Just playing in the creek. I am not really a sociable person, I have never been out going, and going to parties. I’ll be outside at night doing things, but I’ll be up at sun up. So I like to meet and greet, and then go on about my business. I never wanted to live no other place; I ain’t never lived no other place. I traveled a lot on a motorcycle. I’ve been from the Rocky Mountains to the Smoky Mountains, Illinois to the Gulf of Mexico on a motorcycle. Campin’, and I still like the woods. And I still like the sunrise. On the sunrise you’ll catch me on the front porch drinkin’ coffee.
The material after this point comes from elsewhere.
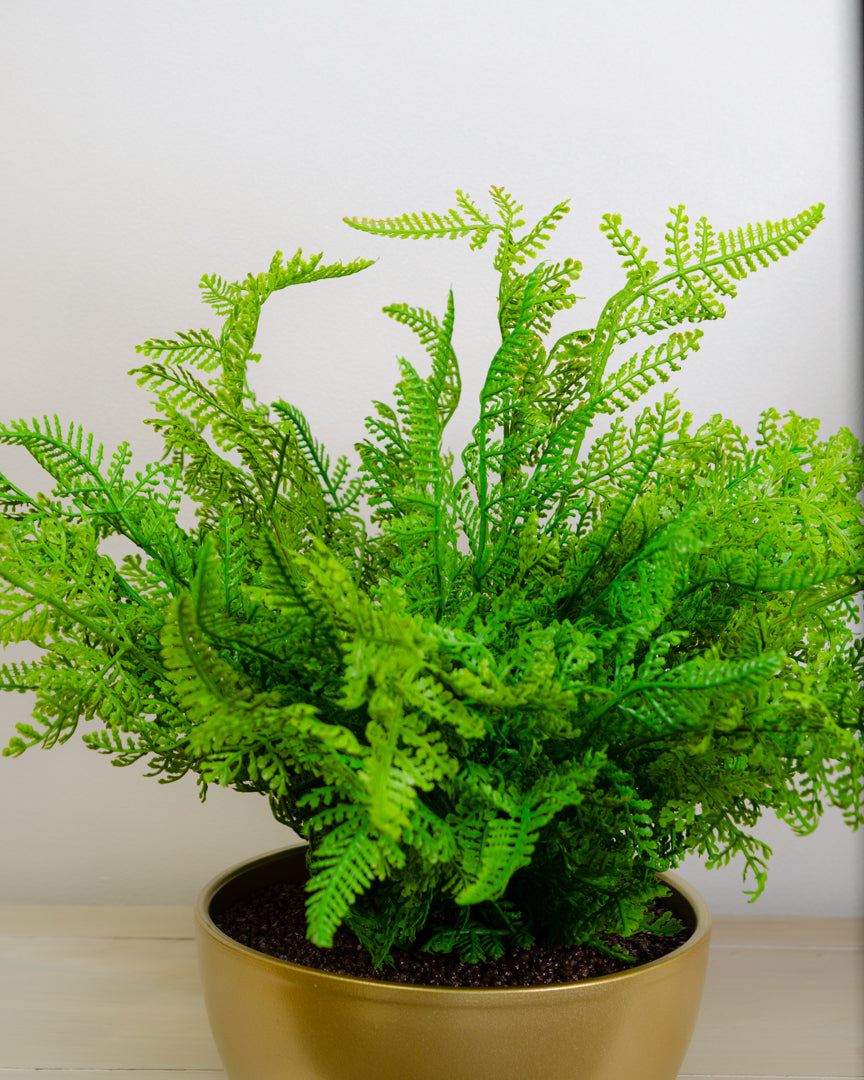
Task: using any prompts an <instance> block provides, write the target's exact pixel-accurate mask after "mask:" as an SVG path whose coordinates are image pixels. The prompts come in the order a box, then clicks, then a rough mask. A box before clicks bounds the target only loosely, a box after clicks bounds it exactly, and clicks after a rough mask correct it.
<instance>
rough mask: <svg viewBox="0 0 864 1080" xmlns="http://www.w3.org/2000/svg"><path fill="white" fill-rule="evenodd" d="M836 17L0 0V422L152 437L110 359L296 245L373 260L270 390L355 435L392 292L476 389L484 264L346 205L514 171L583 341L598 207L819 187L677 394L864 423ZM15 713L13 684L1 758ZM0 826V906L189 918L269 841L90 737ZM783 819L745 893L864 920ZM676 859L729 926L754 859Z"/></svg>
mask: <svg viewBox="0 0 864 1080" xmlns="http://www.w3.org/2000/svg"><path fill="white" fill-rule="evenodd" d="M855 13H856V5H855V4H853V3H852V0H820V2H819V4H813V2H812V0H759V2H753V0H724V2H719V0H714V2H712V0H703V2H700V3H692V2H691V0H689V2H688V0H654V2H652V3H645V2H644V0H605V2H603V3H599V2H596V0H592V2H579V0H576V2H575V0H535V2H532V3H527V2H523V3H521V4H516V3H513V2H511V0H494V2H492V0H472V2H470V3H467V2H465V0H438V2H436V3H434V4H432V3H419V2H418V3H405V2H404V0H388V2H383V3H382V2H372V3H366V4H357V3H349V2H347V0H321V2H320V3H316V4H310V3H307V2H298V0H282V2H278V0H258V2H256V3H248V2H246V0H237V2H231V0H147V2H146V3H145V2H140V3H131V2H118V0H76V2H73V3H69V2H62V0H55V2H51V0H3V3H2V4H0V102H2V103H3V105H2V111H1V112H0V170H1V171H2V172H1V173H0V183H1V184H2V204H1V205H0V233H1V235H2V255H1V256H0V274H2V285H1V287H2V292H1V293H0V295H2V300H3V307H2V333H1V334H0V364H2V372H3V388H4V389H3V395H2V408H1V409H0V411H1V413H2V415H3V417H4V418H9V419H11V418H14V417H18V416H25V417H29V416H31V415H33V414H37V415H41V414H43V413H54V411H57V413H59V414H60V415H62V416H63V417H65V418H69V419H71V418H75V419H77V420H80V421H81V422H82V423H83V424H84V426H85V427H86V428H89V429H92V430H94V431H95V432H96V433H97V435H98V437H99V438H100V440H103V441H104V442H105V443H106V445H108V446H113V445H114V444H116V443H117V442H118V441H119V440H122V438H124V437H132V440H133V442H134V443H135V445H136V446H139V447H140V449H141V459H145V458H146V457H147V455H148V454H156V453H157V446H156V444H154V442H153V437H152V435H151V433H150V432H149V431H147V430H145V429H144V428H143V427H141V426H140V423H139V421H140V419H141V418H143V417H144V416H145V415H146V414H147V402H146V399H145V395H143V394H141V392H140V391H138V390H137V388H136V387H135V386H134V382H133V380H131V379H129V378H127V377H126V375H125V373H126V370H127V368H130V367H131V366H133V364H134V363H135V360H136V357H135V354H134V352H133V346H134V345H135V343H136V342H138V341H141V340H143V339H144V338H145V337H150V336H168V335H170V334H171V333H172V332H173V330H176V329H186V328H188V327H197V326H200V325H203V323H204V322H205V321H206V312H205V309H203V308H202V307H201V306H200V303H199V300H198V291H197V287H195V286H197V282H198V279H199V276H200V275H201V274H202V273H203V272H210V271H217V272H219V273H221V274H222V275H225V276H232V278H233V276H239V275H243V274H245V273H246V272H247V271H249V270H254V271H257V270H258V269H264V267H265V266H266V265H267V262H268V261H269V259H270V256H271V255H272V252H273V251H274V249H275V248H276V247H280V248H282V249H284V251H285V252H291V251H294V249H295V248H296V247H297V246H302V247H303V248H305V249H306V251H320V249H324V252H325V254H326V255H327V256H328V257H332V258H343V257H351V256H354V255H372V256H375V257H380V261H379V262H378V264H377V265H376V267H375V268H374V269H372V270H369V271H367V272H366V273H365V274H363V275H361V278H356V279H352V280H349V281H348V282H334V283H327V284H326V285H325V286H322V287H320V288H319V287H313V288H311V289H309V291H306V292H303V291H295V292H296V295H293V296H292V295H287V294H285V295H282V296H280V297H279V298H275V299H274V300H273V301H272V302H271V310H270V311H268V313H267V318H266V320H265V324H264V326H262V329H261V335H260V342H261V345H262V347H264V350H265V357H266V359H265V362H264V364H262V365H261V369H260V373H259V379H258V386H259V388H260V391H261V396H262V397H264V399H265V400H269V399H271V397H274V396H285V397H288V399H292V400H294V401H295V402H296V403H297V404H299V405H300V406H301V407H303V408H305V409H306V410H307V413H308V415H309V417H310V420H311V421H312V422H313V423H314V426H315V427H316V429H318V431H319V433H320V435H321V436H322V437H323V438H324V440H325V441H326V442H328V443H329V444H330V445H332V447H333V448H334V449H336V450H337V451H342V450H348V449H349V448H350V447H351V444H352V443H353V441H354V438H355V437H356V436H357V435H359V434H360V433H361V421H362V418H363V416H364V415H365V406H366V403H367V402H368V400H369V399H370V397H381V396H387V395H388V394H389V390H390V387H391V384H392V377H393V374H394V370H395V368H394V361H393V357H394V355H395V354H397V353H399V352H401V351H403V350H407V349H410V348H411V345H410V340H409V336H408V335H407V332H404V330H402V329H401V328H400V327H397V326H394V325H393V324H391V323H389V321H387V320H386V319H384V316H382V315H380V314H379V313H378V312H379V309H380V307H381V305H382V303H386V302H389V301H393V300H407V301H408V302H411V303H416V305H421V306H424V307H434V308H436V309H440V308H441V306H442V305H443V302H444V300H445V297H446V292H447V288H448V287H449V286H450V285H451V284H453V285H454V286H455V287H456V292H457V309H456V310H457V325H458V343H459V347H460V355H461V357H462V363H463V365H464V368H465V383H467V386H468V388H469V392H470V391H471V390H474V389H476V387H477V384H478V380H480V377H481V374H482V372H483V369H484V366H485V363H486V362H487V359H488V354H489V347H490V345H491V342H492V330H494V326H492V321H491V320H492V315H494V308H492V307H491V306H490V302H491V301H490V297H489V295H488V286H489V284H490V281H491V279H490V275H489V271H488V268H487V264H486V260H485V258H484V257H483V256H476V255H473V254H470V253H468V252H467V249H465V247H464V246H463V245H460V244H449V243H444V242H441V243H429V244H426V243H424V244H397V243H394V242H390V241H378V240H373V239H372V238H366V237H364V235H361V234H357V233H354V232H352V231H350V230H349V229H347V228H346V227H345V226H343V225H341V217H342V215H346V214H348V215H352V214H359V215H367V216H391V215H394V214H397V213H401V212H403V211H406V210H416V208H431V210H435V208H444V207H447V206H449V205H451V203H450V198H451V194H453V192H454V190H455V189H456V188H457V187H460V188H463V189H465V190H468V191H470V192H471V193H473V194H474V195H475V197H476V198H482V197H483V194H484V192H485V191H486V190H487V189H488V187H489V186H490V185H491V184H502V185H504V186H508V187H509V188H510V189H511V190H512V191H514V192H515V193H516V194H517V195H518V197H519V199H521V200H522V201H524V202H525V203H526V207H527V210H528V211H529V213H532V214H534V213H537V214H539V213H542V212H544V211H545V210H548V208H549V207H551V206H552V205H553V204H554V203H555V202H557V201H558V200H559V199H562V198H566V197H570V198H571V200H572V213H571V214H570V216H569V219H568V220H567V221H566V224H565V225H564V226H563V228H562V229H561V230H559V239H558V240H557V241H556V244H555V247H554V253H555V254H571V255H575V256H576V257H578V258H581V259H582V261H583V262H584V265H585V271H584V274H583V279H582V282H581V288H580V289H579V292H581V293H582V294H584V295H585V296H586V298H588V299H586V300H585V301H584V303H583V307H582V313H581V314H580V313H579V309H577V312H576V313H575V314H573V320H572V322H571V323H569V324H568V325H572V326H577V325H582V324H588V323H590V321H591V318H592V315H595V314H596V312H597V308H598V305H599V302H600V301H602V300H603V299H604V298H605V297H606V296H607V295H608V294H609V292H610V291H611V289H612V288H613V287H615V285H616V282H617V281H618V280H619V276H618V270H617V259H616V257H615V255H613V253H612V252H611V249H609V248H608V247H607V246H606V243H605V241H604V240H603V238H602V237H600V234H599V232H598V230H597V222H598V220H599V216H600V214H602V213H604V212H605V211H620V212H621V213H622V214H623V215H624V217H625V224H629V225H630V227H631V228H633V229H635V230H636V231H640V232H642V234H643V238H644V239H645V240H646V241H648V242H649V243H650V242H653V246H654V248H657V247H658V245H660V246H662V237H663V224H664V221H665V219H666V217H665V216H666V207H667V206H670V205H672V204H675V203H677V202H685V203H687V204H688V207H689V208H690V210H691V212H692V213H693V214H694V215H696V216H700V215H701V214H703V213H704V214H706V215H707V216H708V218H710V219H711V220H712V221H713V222H714V224H715V225H717V226H718V227H729V226H732V225H738V224H744V222H747V221H753V220H762V219H765V218H766V217H783V216H789V215H792V214H794V213H797V212H798V211H799V210H801V208H804V207H806V206H808V205H810V204H811V203H813V202H816V201H824V202H825V203H826V204H827V219H826V221H825V224H824V225H823V226H822V227H821V228H820V229H819V231H818V232H816V234H815V235H814V237H813V238H812V239H811V240H810V241H809V242H808V243H807V244H806V245H805V248H804V249H802V251H801V252H800V253H798V254H797V255H796V256H795V257H794V258H793V259H789V260H784V261H783V262H782V264H781V265H779V266H775V267H773V268H772V269H771V270H769V271H766V272H765V273H762V274H759V275H758V276H757V278H756V279H754V280H753V281H747V282H745V283H744V285H743V287H742V291H741V293H742V295H741V297H740V298H739V299H738V300H737V301H734V302H733V305H732V306H731V311H730V315H729V319H728V320H727V321H726V322H725V323H723V324H718V325H715V326H708V327H707V334H706V341H705V346H704V348H703V350H702V352H701V353H700V354H699V356H697V357H694V359H693V360H692V361H691V362H690V367H689V369H688V370H687V372H685V373H681V377H680V379H679V380H678V386H679V387H680V390H681V393H683V395H684V397H685V400H686V402H687V403H688V405H689V407H691V408H692V410H693V411H694V413H696V414H697V417H698V418H704V417H706V416H708V415H711V414H712V413H714V411H724V413H726V414H728V415H731V416H733V417H735V418H738V419H739V420H740V421H741V422H742V423H744V426H745V427H746V428H748V429H750V430H752V428H753V426H754V422H755V418H756V416H757V414H758V411H759V409H760V408H761V407H762V406H765V405H769V404H771V405H774V406H775V407H778V408H780V409H781V410H784V409H788V408H794V409H797V410H799V411H801V413H805V414H807V415H818V416H821V417H822V418H823V419H824V430H825V431H832V430H834V429H836V428H837V427H838V426H840V424H852V426H854V427H856V428H860V417H859V390H860V387H859V379H858V372H856V364H858V345H859V339H858V328H859V327H858V323H856V318H855V303H856V300H858V289H859V287H860V280H859V278H858V264H856V253H855V245H856V242H858V240H859V238H860V224H859V217H858V213H859V206H858V200H859V190H858V185H859V183H860V176H859V173H858V146H856V141H855V140H856V137H858V123H856V120H858V118H856V105H858V98H856V94H858V87H856V85H855V73H854V72H855V64H856V56H855V46H856V36H858V35H856V27H855V25H854V23H855ZM661 258H662V256H661ZM475 302H476V303H482V307H481V308H480V309H478V310H477V311H476V312H475V311H474V310H472V305H473V303H475ZM462 423H463V427H462V430H465V429H467V428H468V427H469V426H470V419H469V418H468V417H467V418H465V419H464V420H463V421H462ZM0 455H2V457H1V458H0V469H2V471H9V472H11V473H12V474H13V475H15V476H22V477H24V478H29V477H32V475H33V473H32V470H31V469H30V467H29V463H28V462H26V461H23V460H22V459H21V458H19V457H18V456H16V455H15V454H14V453H13V451H12V450H9V449H5V448H4V449H0ZM27 716H28V705H27V700H26V699H24V698H19V697H17V696H16V697H12V696H9V694H6V696H4V700H3V701H2V703H0V742H3V743H4V742H5V741H6V738H8V735H9V734H11V733H12V731H13V727H14V724H15V721H16V720H24V719H26V718H27ZM0 820H1V821H2V822H3V827H2V829H0V865H2V872H0V901H5V902H46V903H52V902H64V901H65V902H79V903H89V902H106V903H109V902H110V903H135V902H152V903H160V902H162V903H175V902H186V901H188V900H190V899H191V897H192V896H193V894H194V892H195V890H197V888H198V887H199V886H200V885H201V883H202V882H203V880H205V879H206V878H207V877H210V876H211V875H212V874H214V873H216V872H217V870H218V869H220V868H221V867H222V866H225V865H227V864H229V863H231V862H233V861H237V860H239V859H241V858H244V856H245V855H246V854H249V853H254V852H257V851H261V850H267V849H270V848H273V847H278V846H279V845H280V843H282V842H283V839H284V837H285V831H284V829H282V828H280V827H279V826H276V825H275V824H273V823H272V822H271V821H270V820H269V816H268V811H267V806H266V804H265V801H264V800H262V799H256V798H253V797H249V796H241V795H239V794H235V793H232V792H220V791H217V792H215V793H214V795H213V797H212V800H208V801H207V804H206V806H205V807H203V808H201V807H200V806H199V804H198V801H197V798H195V793H194V786H193V784H191V783H189V784H186V783H180V784H177V785H174V786H170V787H166V788H164V789H160V788H158V787H157V785H156V784H154V783H153V782H152V781H145V780H143V779H141V778H140V775H139V774H133V771H132V770H119V769H111V768H109V767H108V765H107V762H106V761H105V760H103V759H102V758H99V757H97V756H96V755H94V754H91V753H90V752H86V751H84V750H83V747H81V745H80V744H79V743H70V744H68V745H67V746H65V747H63V748H58V750H55V751H52V752H50V753H42V752H31V753H29V754H27V755H25V756H24V757H23V758H21V759H8V758H3V759H0ZM769 832H770V839H771V840H772V842H775V848H777V863H775V870H774V876H773V878H772V880H771V882H770V883H769V889H768V893H767V895H766V896H765V897H764V900H762V902H761V904H760V907H759V910H761V912H786V913H806V912H823V913H826V914H852V913H854V912H860V910H861V909H862V875H861V843H860V840H859V839H858V838H856V837H854V836H853V835H852V834H850V833H848V831H845V829H843V828H842V827H840V825H839V823H838V819H837V816H836V815H829V816H828V820H827V821H826V822H825V823H824V824H823V826H821V827H820V829H819V831H818V832H816V834H815V835H814V836H812V837H809V838H807V839H804V840H802V839H797V838H795V837H793V836H792V834H789V833H788V832H787V831H784V829H773V828H772V829H770V831H769ZM686 873H688V874H690V876H691V877H692V878H693V880H696V881H697V882H698V883H699V885H700V887H702V888H703V889H704V891H705V893H706V894H707V896H708V899H710V900H711V902H712V903H713V905H714V907H715V909H716V910H720V912H731V910H740V909H743V906H742V905H743V900H742V897H741V895H740V882H739V877H740V867H738V866H733V867H732V868H730V869H729V870H726V872H718V873H715V874H714V875H712V876H708V877H704V876H703V874H702V872H701V869H700V867H699V866H696V867H692V866H689V865H688V867H687V868H686ZM826 882H829V885H828V888H825V886H826Z"/></svg>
I’m a boy in a creek. I am one of four sons. No sisters. You’ve got four boys; into boy stuff; always into somethin’. We played in the creek, swung on grapevines on the hill sides and fell into the creek. Every time it rained we go down there and play in the clay. We’d get there on that bluff and slide down the clay. Being a kid on the creek, everybody needs a kid on the creek I reckon. Learn how to swim, fish, catch fish with your hands, catch snakes, crawdads, lizards. Turn over river rock. I still like my creek.
2 Responses to “Wilson Fly”
Moved down to Tennessee from Detroit. I use to spend my summers here in Columbia. I respect the knowledge and history lesson. History should not be forgotten and all this information about these towns, store names, should be remembered.
Well Wilson, it has been a long time since I heard your name. I lived up on Chestnut Ridge for years. Moved away and, and still get homesick for the area. My mom worked at the fire tower on the ridge for several years, and Kinderhook was famous for it’s moonshiners and tiny wisps of smoke from the wood fired stills Looks like I need a trip back to the woods!